20-09-2025 12:00:00 AM
ANI New Delhi
India's stock markets are being supported largely by consistent mutual fund investments, which are preventing a deeper fall despite heavy outflows, according to a report by Jefferies. The report said that without these inflows, the high level of supply in the market could have led to a collapse.
It stated, "Indian market will continue to trade sideways for the rest of the year as mutual fund inflows continue to absorb equity supply. Importantly, the supply is not expected to subside, barring a market collapse, with Jefferies' India office estimating USD 50-70bn of supply in the next 12 months".
The report noted that Indian markets are expected to trade sideways for the rest of the year as steady mutual fund inflows continue to absorb equity supply. In the first five months of the current fiscal year beginning April 1, mutual funds recorded inflows of USD 21 billion, including around USD 3 billion a month coming through SIPs.

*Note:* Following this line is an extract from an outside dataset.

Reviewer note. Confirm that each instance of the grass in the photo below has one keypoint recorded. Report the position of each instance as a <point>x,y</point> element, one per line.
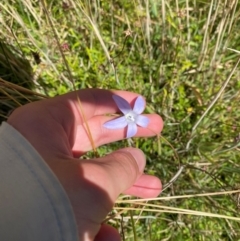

Gold may surge to record $6,600/oz
Gold prices could rise significantly higher to a record high of USD 6,600 per ounce if the ongoing bull run continues, according to a report by Jefferies. The firm said this projection is based on historical trends and the long-term methodology it has followed to track the yellow metal. The report pointed out that at the peak of the last major bull market in January 1980, gold was equal to 9.9 per cent of US disposable income per capita.